The issue in this case isn’t just the design, its the fact that it was actually on the market for a year. This raises a question about the creative directors and designers who co-signed this. This is why we need diversity at every table that decisions are made. If there was diversity in the organization, this design would have never been approved. It doesn’t take a rocket scientist to see the uncanny parallels between this sweater and  black face. White privilege is evidently blinding. When will Gucci choose diversity?

Christian Dior

Dior ADChristian Dior, commonly known as Dior, is a luxury French fashion house controlled and chaired by Bernard Arnault. Arnault is also known as head of LVMH, the worlds largest luxury group. In august of 2019, Dior released an ad for its cologne called “Savauge”. The Ad includes Johnny Depp dressed up as a Native American, dancing around with a feather Twitterheadrest on.

I just want to know, who thought this would be a good idea? The imagery and name are a terrible combination. This is just another example of what happens when designers dont choose diversity for their organization.


Diesel Ad

Diesel is an Italian retail clothing company best known for its denim wear . Its founder Renzo Rosso started the brand in 1978. In October of 2018 Diesel dropped their “hate couture line”. In its attempts to stand against online bullying, it dropped a jacket with the word “fa**ot” plastered all over it. It did not have the effect they thought it would. I’m not sure how they expected people to respond after this term has been used to target, ostracize, bully, and isolate many members of the LGBTQ community.

Some decided to share this disdain for the campaign via twitter. An author, James A Lyons tweeted “I know what Diesel are trying to do, but I feel they are failing spectacularly with this . I  find it a bit uncomfortable.” In response to peoples pain, diesel put out a that lacked remorse. They said “It’s worth repeating: you don’t make online hate disappear by hiding it. Share your stories of online hate. It’s time to take the hurt out of hate. #DieselHateCouture

Therefore, when you offend without apologies, there will always be consequences. Consequently, the following year Diesel filed for bankruptcy! Could it be a coincidence? I don’t think so. They had the right idea, took the wrong approach. Their response  raises the question,  what were there true intention in creating this jacket? We don’t have to agree to apologize, we just have to be considerate.

Diversity is a choice

Changed behavior is the best apology. In these cases, choosing diversity is the only path forward.
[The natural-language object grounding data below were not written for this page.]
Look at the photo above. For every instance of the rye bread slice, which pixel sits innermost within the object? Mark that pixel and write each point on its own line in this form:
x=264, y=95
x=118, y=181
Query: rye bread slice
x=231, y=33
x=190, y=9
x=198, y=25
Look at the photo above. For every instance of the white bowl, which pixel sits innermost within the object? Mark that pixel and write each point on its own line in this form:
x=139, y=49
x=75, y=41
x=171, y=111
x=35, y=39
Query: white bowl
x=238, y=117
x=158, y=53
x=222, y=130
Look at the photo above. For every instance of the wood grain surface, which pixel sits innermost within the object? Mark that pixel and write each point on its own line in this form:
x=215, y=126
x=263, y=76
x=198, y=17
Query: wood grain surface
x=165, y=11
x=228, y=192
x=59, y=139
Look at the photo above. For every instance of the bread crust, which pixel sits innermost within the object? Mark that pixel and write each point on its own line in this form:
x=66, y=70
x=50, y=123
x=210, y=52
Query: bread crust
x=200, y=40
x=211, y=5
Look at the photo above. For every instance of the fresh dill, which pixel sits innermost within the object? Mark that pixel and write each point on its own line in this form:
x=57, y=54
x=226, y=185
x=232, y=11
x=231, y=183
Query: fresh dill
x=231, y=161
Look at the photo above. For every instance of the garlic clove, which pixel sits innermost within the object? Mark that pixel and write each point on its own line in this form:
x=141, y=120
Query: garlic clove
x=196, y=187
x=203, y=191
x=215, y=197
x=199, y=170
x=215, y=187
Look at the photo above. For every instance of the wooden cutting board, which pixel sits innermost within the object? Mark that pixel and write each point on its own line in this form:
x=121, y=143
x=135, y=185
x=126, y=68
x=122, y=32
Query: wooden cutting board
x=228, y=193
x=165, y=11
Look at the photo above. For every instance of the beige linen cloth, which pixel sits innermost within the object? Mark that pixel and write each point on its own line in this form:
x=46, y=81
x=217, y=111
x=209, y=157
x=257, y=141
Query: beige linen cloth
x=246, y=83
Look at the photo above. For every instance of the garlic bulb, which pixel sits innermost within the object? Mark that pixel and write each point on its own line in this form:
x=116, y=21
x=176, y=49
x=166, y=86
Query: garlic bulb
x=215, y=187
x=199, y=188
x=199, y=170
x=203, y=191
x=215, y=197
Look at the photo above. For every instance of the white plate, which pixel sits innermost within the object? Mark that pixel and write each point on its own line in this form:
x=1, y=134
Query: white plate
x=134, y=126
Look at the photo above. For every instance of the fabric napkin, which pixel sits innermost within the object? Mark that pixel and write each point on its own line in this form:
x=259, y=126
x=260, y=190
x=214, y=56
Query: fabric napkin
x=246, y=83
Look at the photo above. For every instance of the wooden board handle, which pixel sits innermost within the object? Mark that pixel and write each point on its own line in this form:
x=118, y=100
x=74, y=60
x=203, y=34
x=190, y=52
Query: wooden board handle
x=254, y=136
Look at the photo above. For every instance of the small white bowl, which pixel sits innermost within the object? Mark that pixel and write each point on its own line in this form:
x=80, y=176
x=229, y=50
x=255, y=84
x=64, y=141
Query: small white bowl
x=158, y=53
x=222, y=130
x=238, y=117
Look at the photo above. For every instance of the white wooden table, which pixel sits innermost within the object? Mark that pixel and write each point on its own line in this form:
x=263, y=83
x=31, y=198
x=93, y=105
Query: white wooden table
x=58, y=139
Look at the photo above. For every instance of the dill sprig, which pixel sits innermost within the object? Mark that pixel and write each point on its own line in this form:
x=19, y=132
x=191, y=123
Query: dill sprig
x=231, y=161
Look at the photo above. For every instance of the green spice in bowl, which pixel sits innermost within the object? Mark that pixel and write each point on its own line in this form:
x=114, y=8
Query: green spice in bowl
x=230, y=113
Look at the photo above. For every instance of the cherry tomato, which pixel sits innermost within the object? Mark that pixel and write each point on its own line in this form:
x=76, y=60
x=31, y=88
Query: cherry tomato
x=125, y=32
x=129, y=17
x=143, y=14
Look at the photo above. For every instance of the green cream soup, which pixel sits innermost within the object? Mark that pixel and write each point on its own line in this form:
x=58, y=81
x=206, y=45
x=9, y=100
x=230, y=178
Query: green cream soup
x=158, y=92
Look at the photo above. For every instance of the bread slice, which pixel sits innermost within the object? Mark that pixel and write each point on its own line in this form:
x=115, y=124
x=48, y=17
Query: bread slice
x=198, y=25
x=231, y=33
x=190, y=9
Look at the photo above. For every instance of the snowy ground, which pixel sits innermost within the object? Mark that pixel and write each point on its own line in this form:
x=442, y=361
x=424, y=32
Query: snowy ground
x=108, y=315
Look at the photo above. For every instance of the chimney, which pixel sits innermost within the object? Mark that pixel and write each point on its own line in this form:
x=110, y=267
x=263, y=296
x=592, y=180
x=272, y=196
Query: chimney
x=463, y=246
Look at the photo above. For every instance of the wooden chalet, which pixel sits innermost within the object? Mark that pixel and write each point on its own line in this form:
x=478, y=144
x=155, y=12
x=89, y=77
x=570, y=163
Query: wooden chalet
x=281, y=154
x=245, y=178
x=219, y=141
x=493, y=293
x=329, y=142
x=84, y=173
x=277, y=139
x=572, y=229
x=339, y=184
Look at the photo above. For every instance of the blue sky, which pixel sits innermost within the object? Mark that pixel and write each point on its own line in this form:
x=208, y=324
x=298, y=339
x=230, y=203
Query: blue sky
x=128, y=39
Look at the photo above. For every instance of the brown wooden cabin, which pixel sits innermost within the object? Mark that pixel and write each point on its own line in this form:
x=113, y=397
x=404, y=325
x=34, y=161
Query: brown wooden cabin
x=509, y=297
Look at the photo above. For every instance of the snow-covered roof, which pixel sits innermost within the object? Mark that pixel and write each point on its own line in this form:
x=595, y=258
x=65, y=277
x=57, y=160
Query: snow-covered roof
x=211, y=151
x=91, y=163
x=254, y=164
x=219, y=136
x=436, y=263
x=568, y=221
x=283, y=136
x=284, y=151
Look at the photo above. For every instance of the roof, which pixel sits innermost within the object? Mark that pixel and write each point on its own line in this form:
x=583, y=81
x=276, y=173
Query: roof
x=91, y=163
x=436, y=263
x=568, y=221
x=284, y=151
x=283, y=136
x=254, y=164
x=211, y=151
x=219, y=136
In addition, once we’re called out, we become accountable for what we know. However, all of these statements and apologies begin to fall on deaf ears after a while. We want internal change that reflects outwardly, not outward changes to cover up the inward prejudices. All these designers have shown us is that they are concerned about protecting their own interests.

Until they choose diversity, we must continue to raise our voices about the disrespect. We must continue to be loud about the prejudices. Most importantly, we can’t just demand diversity, we must also demand inclusion. Andres Tapia, author of “the inclusion Paradox” says it best, “Diversity is the mix. Inclusion is making the mix work”. Its time these designers make the mix work for us.